Максим посмотрел на девиц, допил свой чай и, поблагодарив, вышел улыбаясь. С одной стороны он сочувствовал матери, которая взвалила на себя заботу о чужом ребенке, пусть и взрослом уже, и исключительно для того, чтобы угодить Сергею. Но с другой стороны ему и Василису было жаль — она ведь совсем еще ребенок: на ногах не стоит, осталась без матери среди чужих людей, по сути.
Самое интересное, чем больше Максим жалел Василису и Фаину, тем больше он злился на Сергея. Разве это мужик — оставил баб разбираться, а сам в кусты.
***
Максим решил серьезно поговорить с Сергеем Борисовичем. Он зашел в кабинет к отчиму и стал упрекать его в том, что тот своим поведением сделал жизнь Фаины невыносимой.
— Прикрой-ка дверь, — попросил Сергей Борисович. — Вот так. Я любил твою мать, когда мы познакомились. Я ее и сейчас люблю. И признаю, что есть в твоих словах правда. — Присядь, Максим, — указал на стул рядом с большим шкафом. — В ногах правды нет. С этой Любочкой Поповой, моей бывшей женщиной, у нас произошел тогда роман, словно «Солнечный удар» у Бунина, понимаешь?
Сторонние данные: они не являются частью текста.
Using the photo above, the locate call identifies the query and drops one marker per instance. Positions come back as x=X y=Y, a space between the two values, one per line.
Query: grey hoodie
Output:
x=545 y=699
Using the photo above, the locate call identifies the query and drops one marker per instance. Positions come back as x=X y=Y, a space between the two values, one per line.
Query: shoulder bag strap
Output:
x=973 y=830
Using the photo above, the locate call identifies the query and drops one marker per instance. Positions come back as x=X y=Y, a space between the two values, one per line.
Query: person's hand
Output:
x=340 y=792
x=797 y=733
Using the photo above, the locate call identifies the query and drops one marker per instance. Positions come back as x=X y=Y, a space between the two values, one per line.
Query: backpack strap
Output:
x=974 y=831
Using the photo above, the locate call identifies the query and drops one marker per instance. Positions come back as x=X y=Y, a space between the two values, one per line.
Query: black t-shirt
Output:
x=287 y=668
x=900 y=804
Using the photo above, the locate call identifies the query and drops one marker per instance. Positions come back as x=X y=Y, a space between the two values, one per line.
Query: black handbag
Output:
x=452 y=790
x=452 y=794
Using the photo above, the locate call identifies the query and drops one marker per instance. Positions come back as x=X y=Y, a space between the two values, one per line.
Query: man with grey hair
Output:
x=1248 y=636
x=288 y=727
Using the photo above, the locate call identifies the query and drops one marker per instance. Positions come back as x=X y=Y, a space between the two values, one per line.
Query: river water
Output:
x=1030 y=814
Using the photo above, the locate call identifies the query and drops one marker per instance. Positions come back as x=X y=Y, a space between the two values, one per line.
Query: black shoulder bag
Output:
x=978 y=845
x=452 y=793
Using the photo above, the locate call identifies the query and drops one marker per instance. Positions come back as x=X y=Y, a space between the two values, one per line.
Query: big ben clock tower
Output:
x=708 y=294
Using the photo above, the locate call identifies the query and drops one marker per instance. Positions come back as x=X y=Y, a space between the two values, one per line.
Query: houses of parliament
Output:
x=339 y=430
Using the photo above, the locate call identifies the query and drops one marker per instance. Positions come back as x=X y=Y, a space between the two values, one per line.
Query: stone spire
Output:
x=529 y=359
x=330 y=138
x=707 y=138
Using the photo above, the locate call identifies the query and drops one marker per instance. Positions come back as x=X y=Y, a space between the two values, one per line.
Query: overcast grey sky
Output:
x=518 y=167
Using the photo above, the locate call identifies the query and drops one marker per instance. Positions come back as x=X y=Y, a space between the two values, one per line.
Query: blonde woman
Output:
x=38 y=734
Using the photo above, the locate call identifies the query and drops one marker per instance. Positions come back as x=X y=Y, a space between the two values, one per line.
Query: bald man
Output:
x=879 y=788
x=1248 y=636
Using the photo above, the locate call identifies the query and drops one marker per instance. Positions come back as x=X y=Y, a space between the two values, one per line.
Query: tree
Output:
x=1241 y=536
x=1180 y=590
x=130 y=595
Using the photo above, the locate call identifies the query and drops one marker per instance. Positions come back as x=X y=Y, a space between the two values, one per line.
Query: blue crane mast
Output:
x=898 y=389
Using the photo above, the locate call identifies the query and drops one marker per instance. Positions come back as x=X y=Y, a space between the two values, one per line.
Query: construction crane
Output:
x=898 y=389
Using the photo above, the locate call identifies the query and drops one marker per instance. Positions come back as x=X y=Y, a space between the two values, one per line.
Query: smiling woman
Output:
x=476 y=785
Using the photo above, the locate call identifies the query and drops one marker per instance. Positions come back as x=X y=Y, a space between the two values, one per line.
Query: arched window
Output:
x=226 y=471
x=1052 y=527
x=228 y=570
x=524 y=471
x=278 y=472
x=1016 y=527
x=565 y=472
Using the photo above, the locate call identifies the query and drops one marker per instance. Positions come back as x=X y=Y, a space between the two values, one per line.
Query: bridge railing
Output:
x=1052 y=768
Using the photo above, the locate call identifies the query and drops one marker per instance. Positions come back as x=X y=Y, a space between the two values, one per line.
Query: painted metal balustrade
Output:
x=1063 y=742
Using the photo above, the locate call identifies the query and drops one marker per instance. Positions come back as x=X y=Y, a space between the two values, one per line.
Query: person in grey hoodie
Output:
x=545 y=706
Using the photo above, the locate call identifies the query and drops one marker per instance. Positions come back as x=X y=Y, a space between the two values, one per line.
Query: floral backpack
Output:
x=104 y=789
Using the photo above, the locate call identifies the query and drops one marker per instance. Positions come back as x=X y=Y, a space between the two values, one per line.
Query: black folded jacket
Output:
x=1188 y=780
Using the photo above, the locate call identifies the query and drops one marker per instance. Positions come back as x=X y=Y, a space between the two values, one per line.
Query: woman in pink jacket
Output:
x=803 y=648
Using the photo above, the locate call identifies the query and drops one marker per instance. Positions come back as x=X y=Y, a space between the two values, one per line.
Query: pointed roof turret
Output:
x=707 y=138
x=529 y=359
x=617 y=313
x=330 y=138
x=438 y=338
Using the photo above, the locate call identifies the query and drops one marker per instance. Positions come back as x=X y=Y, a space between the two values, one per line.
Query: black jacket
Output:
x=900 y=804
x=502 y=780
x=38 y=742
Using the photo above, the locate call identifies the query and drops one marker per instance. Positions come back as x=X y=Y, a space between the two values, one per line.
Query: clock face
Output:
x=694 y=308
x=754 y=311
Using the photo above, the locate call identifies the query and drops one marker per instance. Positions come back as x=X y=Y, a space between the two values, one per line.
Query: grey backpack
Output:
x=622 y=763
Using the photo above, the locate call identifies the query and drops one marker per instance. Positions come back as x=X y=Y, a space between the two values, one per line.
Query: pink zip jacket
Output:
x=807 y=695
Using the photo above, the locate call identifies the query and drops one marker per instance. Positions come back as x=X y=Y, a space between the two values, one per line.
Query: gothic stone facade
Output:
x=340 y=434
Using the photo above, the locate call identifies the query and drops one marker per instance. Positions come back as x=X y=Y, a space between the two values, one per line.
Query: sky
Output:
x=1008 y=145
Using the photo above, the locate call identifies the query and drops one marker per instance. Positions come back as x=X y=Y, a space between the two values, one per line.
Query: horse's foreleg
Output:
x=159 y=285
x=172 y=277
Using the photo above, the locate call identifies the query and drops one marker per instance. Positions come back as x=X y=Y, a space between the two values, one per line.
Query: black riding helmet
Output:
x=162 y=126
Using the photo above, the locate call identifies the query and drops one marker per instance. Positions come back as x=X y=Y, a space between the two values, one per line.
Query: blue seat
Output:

— Не понимаю и понимать не хочу. А ведь матери ты не дал ребенка родить, когда ей сорока еще не было, а с Любой этой у вас все замечательно получилось, — недовольно произнес молодой человек.
— Максим, я тебе как на духу говорю. Когда я приехал в Туринск лекции читать, то Василису много раз видел, но Люба никогда... ни разу даже не намекнула мне, что она моя дочь. Только перед самой смертью оставила записку, мол, позаботься о девочке.
— Ты мне хочешь сказать, что для заботы обязательно признавать отцовство? А ты хотя бы генетическую экспертизу провел?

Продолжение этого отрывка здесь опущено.